President Obama has been in office for 100+ days and has shown considerable ambition in tackling the credit crisis and recession. US economist Philip Marey from Rabobank’s Financial Markets Research department, discusses the effectiveness of Obama’s policies.

Team Obama to the rescue
With the fall of Lehman in September 2008, the credit crisis intensified and the US recession deepened. In its final months, the Bush administration lacked the mandate and drive to get things done. After the elections, a political vacuum persisted until Obama took office. However, in the first 100 days of his presidency we have seen a number of promising initiatives. A US$787 billion economic stimulus package was negotiated with Congress to support the economy. 

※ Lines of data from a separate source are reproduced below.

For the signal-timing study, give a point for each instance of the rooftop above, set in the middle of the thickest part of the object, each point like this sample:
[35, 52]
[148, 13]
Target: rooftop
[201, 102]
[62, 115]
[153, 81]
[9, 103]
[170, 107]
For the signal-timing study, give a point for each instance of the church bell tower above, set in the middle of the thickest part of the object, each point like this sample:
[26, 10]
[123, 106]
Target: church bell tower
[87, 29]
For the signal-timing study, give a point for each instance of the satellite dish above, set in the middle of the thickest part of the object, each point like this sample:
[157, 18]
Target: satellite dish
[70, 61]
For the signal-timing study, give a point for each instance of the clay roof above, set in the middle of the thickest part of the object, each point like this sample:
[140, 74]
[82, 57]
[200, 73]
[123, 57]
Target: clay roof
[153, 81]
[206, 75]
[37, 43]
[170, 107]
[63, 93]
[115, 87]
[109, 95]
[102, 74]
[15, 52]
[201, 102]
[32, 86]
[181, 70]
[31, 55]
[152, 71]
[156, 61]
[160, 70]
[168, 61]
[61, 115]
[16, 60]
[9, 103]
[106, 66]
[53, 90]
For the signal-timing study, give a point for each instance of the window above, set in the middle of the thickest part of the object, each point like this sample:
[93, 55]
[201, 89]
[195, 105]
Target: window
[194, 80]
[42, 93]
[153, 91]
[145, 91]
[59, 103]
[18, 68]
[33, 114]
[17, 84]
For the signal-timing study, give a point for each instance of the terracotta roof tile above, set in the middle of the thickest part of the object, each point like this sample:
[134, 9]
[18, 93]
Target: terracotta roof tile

Moreover, a Financial Stability Plan (FSP) was revealed that rests on four pillars:

  • A Public-Private Investment Program (PPIP) should remove ‘toxic assets’ from the balance sheets of banks.
  • An extension of the Fed’s Term Asset-backed securities Loan Facility (TALF) should help investors purchase toxic assets, in addition to asset-backed securities based on loans to consumers and small business.
  • A stabilisation of the housing market through the reduction of monthly mortgage payments.
  • A recapitalisation of banks that fail their stress test.

Weak spots
Unfortunately, there are some flaws in the rescue plans. Due to political concessions, the economic stimulus package lacks cohesion. And, its effect will be smoothed out over 2009 and 2010, instead of delivering the intended ‘Big Bang’ to jump-start the economy. 

Secondly, the stress tests have been based on economic scenarios that seem a bit too optimistic, which may reduce the credibility of the test results. Finally, the anti-Wall Street rhetoric from politicians and policy-makers has led to the introduction of ‘political risk’ into the equations of investors. As a result, potential participants in PPIP and TALF are hesitant because of current and future government intervention. 

We have seen a lot more drive and vision from the Obama administration than from the previous administration in dealing with the credit crisis and recession. However, we still have a long way to go before the financial system is healthy again and the US economy returns to a sustainable growth path.

Financial Markets Research (FMR) is the research department of Rabobank International’s Global Financial Markets division and Philip Marey is the author of this article.